8.7 Progress towards revenue neutrality has been made by the stage 2 announcements.
However, the delay in announcing stage 2 ensured that the detail of these measures could
not be examined at all by the committee and there is no indication as to when the
legislation will be released by the Government.
8.8 Furthermore, the very limited time available for the committee to consider the
stage 1 issues has proven inadequate to allow for a full examination of the scope of the
reform proposals, especially in terms of modelling the economic effects.
8.9 Notwithstanding this timing constraint, considerable doubt was cast over the
revenue neutrality of the whole package by evidence provided about the realisation
elasticities assumed by the Government, and the potential tax avoidance, arising from the
capital gains tax proposals.
8.10 The committee is particularly concerned by the evidence from a senior Tax Office
official that it was `unclear' whether the proposed new General Anti-Avoidance Rules
(GAAR) would apply to arrangements which seek to exploit differences between tax rates on
capital gains and on other income.
8.11 The Committee notes in this context Associate Professor Chris Evans' submission
that `by adopting different assumptions about the propensity of taxpayers to convert
highly taxed income to preferentially taxed capital gains very different revenue outcomes
are achieved'. [1]
8.12 The fact still remains that unless the proposals are revenue neutral they cannot
be supported by any party.
8.13 Labor believes revenue neutrality can be achieved, but from the evidence provided
to the Committee this has not yet been achieved.

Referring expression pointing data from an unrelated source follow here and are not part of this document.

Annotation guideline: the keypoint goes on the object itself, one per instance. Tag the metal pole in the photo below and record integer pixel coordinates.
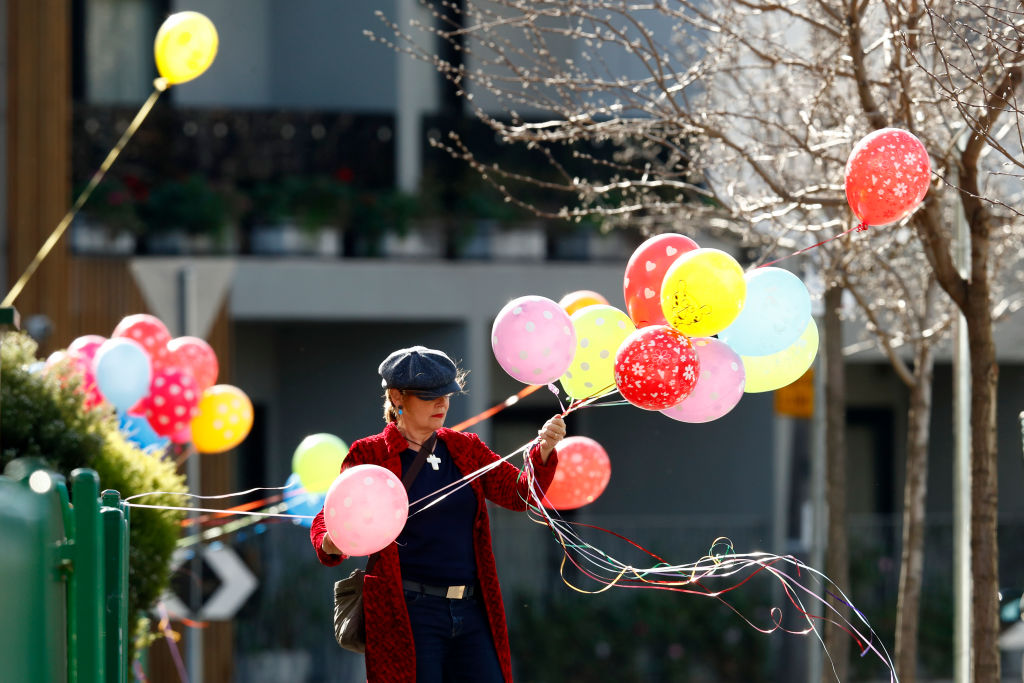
(819, 507)
(194, 637)
(962, 470)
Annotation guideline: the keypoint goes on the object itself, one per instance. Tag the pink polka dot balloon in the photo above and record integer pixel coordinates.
(887, 176)
(365, 509)
(719, 387)
(148, 331)
(583, 473)
(655, 368)
(172, 401)
(534, 340)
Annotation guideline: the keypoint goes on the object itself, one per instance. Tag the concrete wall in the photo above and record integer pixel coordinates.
(308, 54)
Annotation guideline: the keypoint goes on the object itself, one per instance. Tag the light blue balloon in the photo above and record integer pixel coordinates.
(123, 372)
(775, 313)
(138, 430)
(301, 502)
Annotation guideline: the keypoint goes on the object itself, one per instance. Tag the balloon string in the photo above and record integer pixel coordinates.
(511, 400)
(713, 565)
(859, 227)
(215, 510)
(159, 86)
(171, 638)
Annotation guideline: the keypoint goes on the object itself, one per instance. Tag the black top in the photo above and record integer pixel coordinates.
(436, 545)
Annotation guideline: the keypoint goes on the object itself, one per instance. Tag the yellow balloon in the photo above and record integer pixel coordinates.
(317, 461)
(573, 301)
(185, 46)
(767, 373)
(702, 292)
(225, 417)
(600, 330)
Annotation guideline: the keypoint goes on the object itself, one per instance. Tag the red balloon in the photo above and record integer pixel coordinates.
(195, 354)
(887, 176)
(644, 272)
(86, 347)
(655, 368)
(172, 401)
(584, 470)
(148, 331)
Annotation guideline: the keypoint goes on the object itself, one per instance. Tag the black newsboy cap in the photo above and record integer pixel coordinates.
(427, 372)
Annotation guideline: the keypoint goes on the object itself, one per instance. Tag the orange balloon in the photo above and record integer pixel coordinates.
(225, 417)
(573, 301)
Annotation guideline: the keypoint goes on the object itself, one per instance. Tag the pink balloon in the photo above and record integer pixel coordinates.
(534, 340)
(172, 401)
(719, 387)
(182, 436)
(644, 272)
(655, 368)
(365, 509)
(583, 473)
(197, 355)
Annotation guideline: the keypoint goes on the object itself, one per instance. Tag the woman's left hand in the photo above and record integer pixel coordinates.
(551, 433)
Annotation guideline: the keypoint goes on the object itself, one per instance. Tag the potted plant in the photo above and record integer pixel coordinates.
(407, 230)
(300, 215)
(109, 221)
(184, 216)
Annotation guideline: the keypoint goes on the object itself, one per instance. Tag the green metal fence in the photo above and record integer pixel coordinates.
(64, 568)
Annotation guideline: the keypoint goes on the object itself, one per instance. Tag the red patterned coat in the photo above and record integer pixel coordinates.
(390, 653)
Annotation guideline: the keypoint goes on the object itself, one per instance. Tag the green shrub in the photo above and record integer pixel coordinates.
(41, 418)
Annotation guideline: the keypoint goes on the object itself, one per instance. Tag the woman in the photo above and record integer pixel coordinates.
(433, 607)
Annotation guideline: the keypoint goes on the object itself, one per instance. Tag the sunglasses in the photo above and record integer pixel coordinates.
(424, 395)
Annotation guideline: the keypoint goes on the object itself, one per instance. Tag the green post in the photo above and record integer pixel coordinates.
(115, 516)
(87, 592)
(33, 648)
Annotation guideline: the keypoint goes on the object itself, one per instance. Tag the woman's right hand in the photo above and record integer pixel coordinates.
(327, 545)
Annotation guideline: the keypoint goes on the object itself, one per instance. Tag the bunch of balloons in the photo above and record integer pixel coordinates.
(163, 389)
(695, 335)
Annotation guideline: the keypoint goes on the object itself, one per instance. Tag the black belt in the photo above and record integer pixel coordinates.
(451, 592)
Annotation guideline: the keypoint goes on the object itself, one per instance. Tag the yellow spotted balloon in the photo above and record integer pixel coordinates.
(767, 373)
(702, 292)
(225, 417)
(600, 330)
(185, 46)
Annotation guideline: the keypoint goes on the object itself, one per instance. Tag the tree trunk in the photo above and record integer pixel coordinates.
(914, 495)
(984, 494)
(837, 640)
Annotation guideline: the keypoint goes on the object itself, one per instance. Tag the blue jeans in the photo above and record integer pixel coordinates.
(453, 640)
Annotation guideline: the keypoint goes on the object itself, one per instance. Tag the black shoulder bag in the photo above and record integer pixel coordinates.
(349, 624)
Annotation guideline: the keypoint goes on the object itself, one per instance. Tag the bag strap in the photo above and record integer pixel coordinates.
(414, 470)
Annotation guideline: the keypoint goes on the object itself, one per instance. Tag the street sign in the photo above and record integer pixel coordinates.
(237, 584)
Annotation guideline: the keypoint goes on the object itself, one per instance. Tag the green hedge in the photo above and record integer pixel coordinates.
(41, 418)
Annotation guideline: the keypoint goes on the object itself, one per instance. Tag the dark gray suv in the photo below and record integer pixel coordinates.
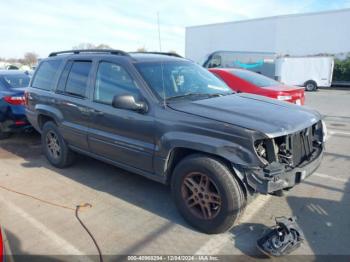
(168, 119)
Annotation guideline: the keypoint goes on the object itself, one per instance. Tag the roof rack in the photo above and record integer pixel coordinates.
(78, 51)
(159, 53)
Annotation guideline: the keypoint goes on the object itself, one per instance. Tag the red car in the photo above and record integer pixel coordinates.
(241, 80)
(2, 247)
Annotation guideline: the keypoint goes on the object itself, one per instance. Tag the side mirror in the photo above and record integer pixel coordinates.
(128, 102)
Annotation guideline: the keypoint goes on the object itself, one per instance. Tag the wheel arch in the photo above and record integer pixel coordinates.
(47, 113)
(177, 154)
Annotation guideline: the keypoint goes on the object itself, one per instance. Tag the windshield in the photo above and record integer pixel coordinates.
(255, 78)
(17, 81)
(172, 80)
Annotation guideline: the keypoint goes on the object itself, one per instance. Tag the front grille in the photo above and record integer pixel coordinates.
(305, 143)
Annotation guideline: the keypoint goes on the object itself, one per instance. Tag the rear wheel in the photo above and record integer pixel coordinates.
(207, 194)
(55, 148)
(310, 85)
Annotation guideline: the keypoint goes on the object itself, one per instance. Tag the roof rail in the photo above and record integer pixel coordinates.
(159, 53)
(78, 51)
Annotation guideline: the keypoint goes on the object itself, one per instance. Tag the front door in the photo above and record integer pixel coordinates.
(72, 101)
(123, 136)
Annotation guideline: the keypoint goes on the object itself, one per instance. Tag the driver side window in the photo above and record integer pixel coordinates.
(111, 80)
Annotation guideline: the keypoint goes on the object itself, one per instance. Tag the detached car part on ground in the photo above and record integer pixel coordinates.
(172, 121)
(12, 113)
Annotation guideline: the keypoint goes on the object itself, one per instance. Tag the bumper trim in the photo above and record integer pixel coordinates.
(280, 178)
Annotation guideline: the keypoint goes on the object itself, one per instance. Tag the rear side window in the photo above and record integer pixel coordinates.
(45, 77)
(17, 81)
(78, 78)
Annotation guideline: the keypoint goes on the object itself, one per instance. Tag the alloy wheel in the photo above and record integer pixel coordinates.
(201, 195)
(53, 144)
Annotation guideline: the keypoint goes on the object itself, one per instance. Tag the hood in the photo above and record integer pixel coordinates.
(269, 116)
(284, 88)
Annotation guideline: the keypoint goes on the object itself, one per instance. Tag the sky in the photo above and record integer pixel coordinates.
(43, 26)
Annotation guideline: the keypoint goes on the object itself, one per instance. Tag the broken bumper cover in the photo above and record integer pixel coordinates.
(275, 177)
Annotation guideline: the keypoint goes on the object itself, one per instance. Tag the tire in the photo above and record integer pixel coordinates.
(59, 154)
(4, 135)
(222, 183)
(310, 85)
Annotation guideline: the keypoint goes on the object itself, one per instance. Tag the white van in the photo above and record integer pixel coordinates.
(310, 71)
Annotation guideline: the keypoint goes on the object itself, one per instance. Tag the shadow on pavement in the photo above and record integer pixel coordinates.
(246, 235)
(133, 188)
(325, 223)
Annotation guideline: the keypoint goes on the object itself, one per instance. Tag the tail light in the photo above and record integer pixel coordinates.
(15, 100)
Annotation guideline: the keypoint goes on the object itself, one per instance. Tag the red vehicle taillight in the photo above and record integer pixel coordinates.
(15, 100)
(26, 98)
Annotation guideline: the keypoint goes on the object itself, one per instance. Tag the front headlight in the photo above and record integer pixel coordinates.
(283, 98)
(324, 131)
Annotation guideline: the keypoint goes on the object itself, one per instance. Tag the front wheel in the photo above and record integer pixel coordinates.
(207, 194)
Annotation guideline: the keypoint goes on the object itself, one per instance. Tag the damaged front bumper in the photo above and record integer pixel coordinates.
(275, 177)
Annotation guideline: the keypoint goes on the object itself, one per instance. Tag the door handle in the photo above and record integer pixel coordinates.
(97, 112)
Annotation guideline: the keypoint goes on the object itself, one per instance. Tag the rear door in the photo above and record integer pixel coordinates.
(72, 100)
(123, 136)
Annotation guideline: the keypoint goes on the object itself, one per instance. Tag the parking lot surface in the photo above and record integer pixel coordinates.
(133, 215)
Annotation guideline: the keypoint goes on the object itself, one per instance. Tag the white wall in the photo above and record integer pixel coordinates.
(308, 34)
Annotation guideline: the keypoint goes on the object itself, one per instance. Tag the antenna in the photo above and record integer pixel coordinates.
(161, 63)
(160, 43)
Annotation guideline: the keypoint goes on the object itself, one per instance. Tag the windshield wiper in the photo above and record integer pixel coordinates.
(186, 95)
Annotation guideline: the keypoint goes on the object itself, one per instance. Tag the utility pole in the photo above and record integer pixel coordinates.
(160, 43)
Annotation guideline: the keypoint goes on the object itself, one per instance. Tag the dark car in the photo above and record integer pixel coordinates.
(12, 112)
(168, 119)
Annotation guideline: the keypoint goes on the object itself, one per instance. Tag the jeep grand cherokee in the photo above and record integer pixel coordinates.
(166, 118)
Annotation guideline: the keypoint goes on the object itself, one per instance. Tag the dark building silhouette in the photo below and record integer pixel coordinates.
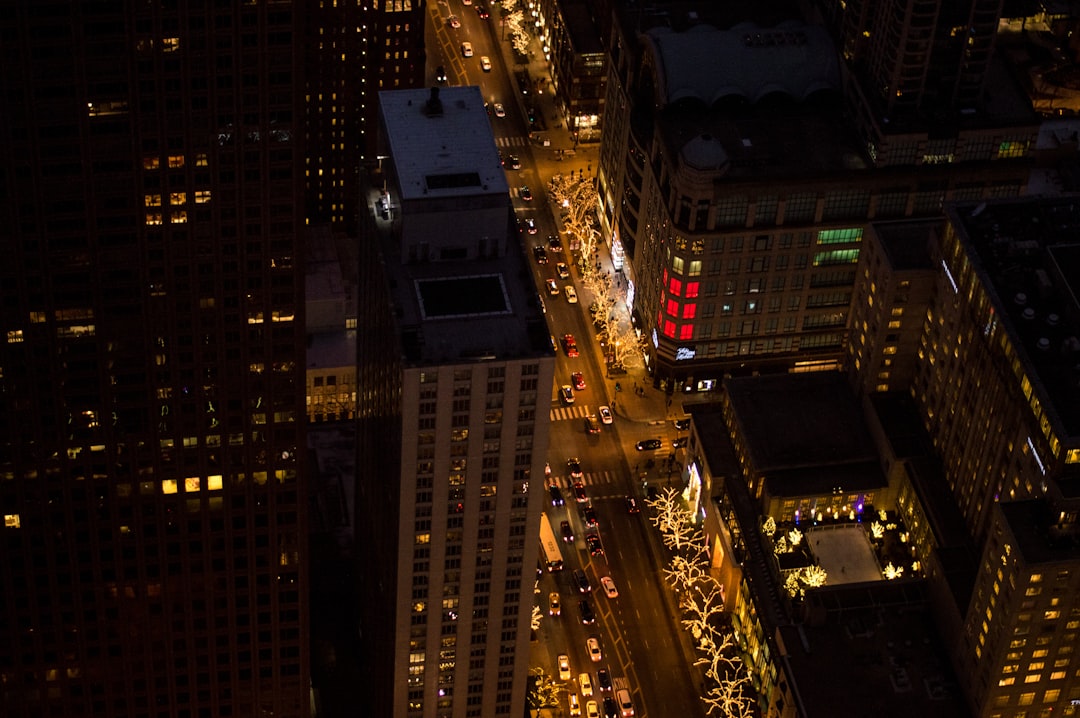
(152, 558)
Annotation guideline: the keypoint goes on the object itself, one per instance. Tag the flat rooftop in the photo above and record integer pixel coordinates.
(442, 145)
(877, 654)
(754, 102)
(799, 420)
(907, 243)
(1027, 255)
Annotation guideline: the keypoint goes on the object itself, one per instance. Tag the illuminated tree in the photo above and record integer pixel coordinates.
(729, 692)
(537, 618)
(544, 690)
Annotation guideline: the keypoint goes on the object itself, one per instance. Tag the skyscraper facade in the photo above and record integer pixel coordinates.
(153, 550)
(455, 382)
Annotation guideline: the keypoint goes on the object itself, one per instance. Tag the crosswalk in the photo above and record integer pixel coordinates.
(511, 141)
(576, 411)
(588, 478)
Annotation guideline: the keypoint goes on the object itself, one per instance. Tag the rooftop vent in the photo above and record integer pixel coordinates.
(434, 106)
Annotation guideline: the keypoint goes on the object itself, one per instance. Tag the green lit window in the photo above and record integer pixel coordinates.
(840, 235)
(836, 257)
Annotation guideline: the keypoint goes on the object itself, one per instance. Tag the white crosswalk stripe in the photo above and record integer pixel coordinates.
(588, 478)
(567, 412)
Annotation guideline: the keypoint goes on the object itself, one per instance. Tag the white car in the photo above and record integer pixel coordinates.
(564, 666)
(594, 649)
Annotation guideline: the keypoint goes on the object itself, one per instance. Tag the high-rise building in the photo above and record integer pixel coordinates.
(152, 553)
(740, 195)
(998, 388)
(352, 51)
(455, 380)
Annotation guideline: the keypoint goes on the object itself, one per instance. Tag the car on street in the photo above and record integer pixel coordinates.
(556, 497)
(581, 581)
(593, 646)
(588, 617)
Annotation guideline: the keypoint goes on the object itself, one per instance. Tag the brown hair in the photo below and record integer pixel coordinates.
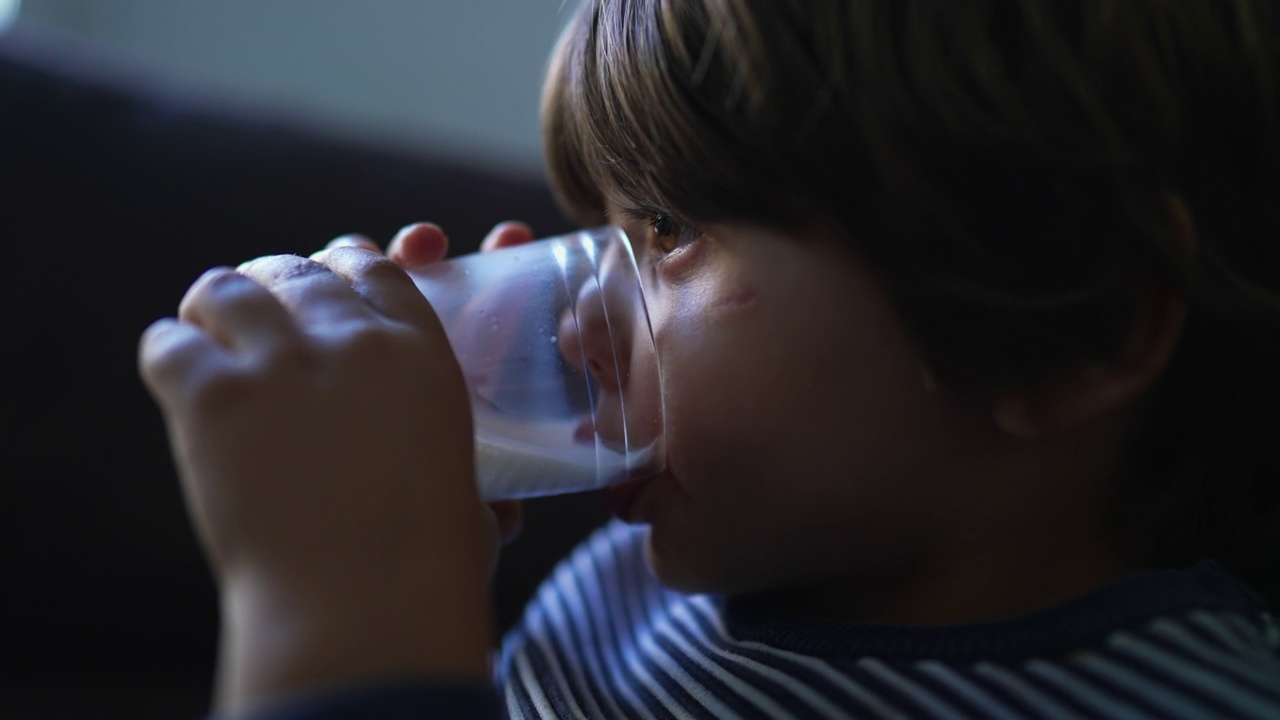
(1008, 167)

8.14 The final package can achieve revenue neutrality if:
- there is no further watering down of measures already announced in ANTS and the other
stage 1 proposals;
- the revenue hole from the overestimation of asset realisations is filled;
- there are effective anti-avoidance measures to prevent the large scale conversion of
income into capital gains; and
- the stage 2 in-principle announcements are not watered down when the final detail is
settled, and therefore achieve their revenue targets.
8.15 Until the above conditions are met it is not possible to conclude that the package
meets the test of revenue neutrality. The onus was on the Government to prove that its
proposals meet the test it has not yet done so.
8.16 Accordingly, the Senate should only pass the package when it is certain the detail
of all measures are settled and can be assessed in their totality.
Senator George Campbell
Chairman
Footnotes
[1] Submissions and Documents, p. 131.